Un crime atroce, des accusés bien connectés
Martinez Zogo a été enlevé, torturé et assassiné pour avoir dénoncé des détournements de fonds publics impliquant des personnalités influentes . L’enquête a conduit à l’arrestation de plusieurs individus, dont Amougou Belinga, propriétaire du groupe de médias Vision 4, et Léopold Maxime Eko Eko, ancien chef des services de renseignement (DGRE) . Les détails de l’affaire sont glaçants : le journaliste a été séquestré dans un immeuble appartenant à l’homme d’affaires, où il aurait été torturé en présence de ce dernier, selon le témoignage du directeur des opérations de la DGRE . Pire, un appel aurait été passé au ministre de la Justice Laurent Esso pendant les sévices, illustrant des complicités jusqu’au sommet de l’État .
La mascarale judiciaire et les tentatives d’étouffement
Malgré la gravité des faits, les procédures judiciaires piétinent. Les avocats d’Amougou Belinga ont multiplié les recours, demandant l’annulation des poursuites et invoquant des “vices de procédure” . En juillet 2025, la cour d’appel du Centre a rejeté une de leurs requêtes, maintenant l’accusé en détention . Mais les soutiens de l’homme d’affaires, arguant de son influence médiatique et politique, continuent de le présenter comme une victime. Une attitude qui reflète l’impunité systémique dénoncée par des organisations comme Reporters sans frontières (RSF) et Human Rights Watch .

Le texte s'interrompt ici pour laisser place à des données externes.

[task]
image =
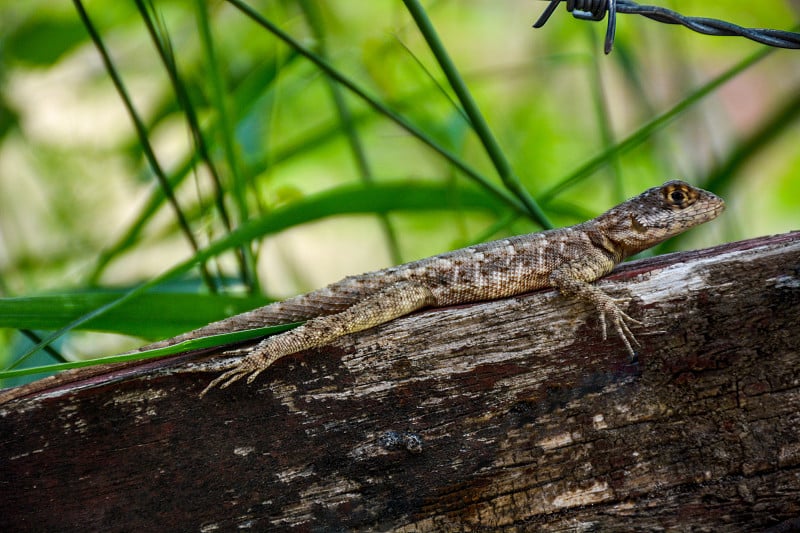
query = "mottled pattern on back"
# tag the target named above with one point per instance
(567, 258)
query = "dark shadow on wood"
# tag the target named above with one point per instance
(506, 414)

Le régime du “Renouveau”, incubateur de l’impunité
Cette affaire s’inscrit dans un contexte plus large de promesses non tenues par le régime de Paul Biya, au pouvoir depuis 42 ans. Le “Renouveau” devait incarner la rigueur, la moralisation et la prospérité. En réalité, il a institutionnalisé la corruption, la privatisation des institutions et la persécution des voix critiques . Aujourd’hui, 6 régions sur 10 sont en proie à l’insécurité, et des milliers de Camerounais fuient le pays chaque année . Dans ce climat, la libération d’Amougou Belinga symboliserait la consécration d’une justice à deux vitesses : impitoyable envers les petits, clémente envers les puissants.
Le sourire forcé face au naufrage moral
Face à ce spectacle consternant, il ne reste effectivement que le sourire – non pas de la complicité, mais du dégoût. Alors que des “journalistes” formés dans les médias d’Amougou Belinga sont célébrés pour leur rôle dans la réélection de Paul Biya , leur mentor incarne l’horreur d’un système où la vie humaine pèse moins que les ambitions politiques. Libérer Amougou Belinga ? Ce serait signer l’arrêt de mort définitif de la justice au Cameroun.